Was man mit CSS umsetzen kann

Was man mit CSS derweil umsetzen kann


Das geht alles mit CSS?
Dass sich mit CSS nur Farben, Abstände und einige andere ¬Eigenschaften angleichen ließen, ist lange vorbei. So können Web¬designer mit der CSS-Eigenschaft „backface-visbility“ Bestandteile diesbezüglich bringen, dass sie sich umdrehen und in dieser Art ihre „Rückseite“ ¬zeigen. Die kann bspw. einen sonstigen Text als die Vorderseite ¬enthalten. Das eignet sich etwa für die Simulation von Frage- und Antwort-Karten.
Schicker Texteinstieg mit CSS: Mit „first-letter“ lassen sich ¬In¬itiale in Größe, Farbe und Schrift¬art bauen. (Screenshot: Codepen)

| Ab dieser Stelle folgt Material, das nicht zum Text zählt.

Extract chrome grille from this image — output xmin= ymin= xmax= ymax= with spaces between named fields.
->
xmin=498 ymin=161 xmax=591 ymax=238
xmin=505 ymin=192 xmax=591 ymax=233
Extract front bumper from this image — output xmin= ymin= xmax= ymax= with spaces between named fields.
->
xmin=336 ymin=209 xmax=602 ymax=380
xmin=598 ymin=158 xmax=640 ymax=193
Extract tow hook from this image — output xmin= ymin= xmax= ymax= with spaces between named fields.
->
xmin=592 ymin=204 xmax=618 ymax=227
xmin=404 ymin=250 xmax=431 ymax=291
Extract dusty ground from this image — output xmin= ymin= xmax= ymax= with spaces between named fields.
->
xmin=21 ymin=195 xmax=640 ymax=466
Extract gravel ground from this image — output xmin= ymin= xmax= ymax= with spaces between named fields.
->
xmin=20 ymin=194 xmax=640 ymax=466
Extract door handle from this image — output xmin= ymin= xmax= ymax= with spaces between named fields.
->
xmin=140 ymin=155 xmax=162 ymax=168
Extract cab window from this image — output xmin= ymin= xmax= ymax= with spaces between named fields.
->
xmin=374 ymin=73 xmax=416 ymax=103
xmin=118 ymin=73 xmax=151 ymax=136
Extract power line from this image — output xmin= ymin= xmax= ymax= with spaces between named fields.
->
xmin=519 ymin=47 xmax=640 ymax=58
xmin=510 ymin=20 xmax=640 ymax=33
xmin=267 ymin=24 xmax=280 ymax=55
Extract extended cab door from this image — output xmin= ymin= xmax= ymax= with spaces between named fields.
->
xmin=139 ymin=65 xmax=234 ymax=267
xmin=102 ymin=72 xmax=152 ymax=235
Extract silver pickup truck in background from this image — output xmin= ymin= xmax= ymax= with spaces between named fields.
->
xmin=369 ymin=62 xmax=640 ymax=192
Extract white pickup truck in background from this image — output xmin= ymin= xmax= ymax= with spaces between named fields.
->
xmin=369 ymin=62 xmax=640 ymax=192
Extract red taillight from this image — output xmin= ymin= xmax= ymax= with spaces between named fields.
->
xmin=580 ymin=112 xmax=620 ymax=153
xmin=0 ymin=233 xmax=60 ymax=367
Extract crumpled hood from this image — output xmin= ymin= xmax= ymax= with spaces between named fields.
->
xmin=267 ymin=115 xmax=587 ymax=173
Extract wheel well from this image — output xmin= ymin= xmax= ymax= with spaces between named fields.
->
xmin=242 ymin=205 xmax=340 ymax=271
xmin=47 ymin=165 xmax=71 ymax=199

Schmückende Anfangsbuchstaben für einen Text setzen? Mit „first-letter“ lassen sich Initiale in Größe, Farbe und Schriftart nach Wunsch bauen. Die Funktionalität „shape-outside“ wiederum realisiert es, Text um ein beliebig geformtes grafisches Element fließen zu lassen. Apropros Grafik: Webdesigner können bloß mit CSS Tortendiagramme bauen, indem sie „conic-gradient“ nutzen.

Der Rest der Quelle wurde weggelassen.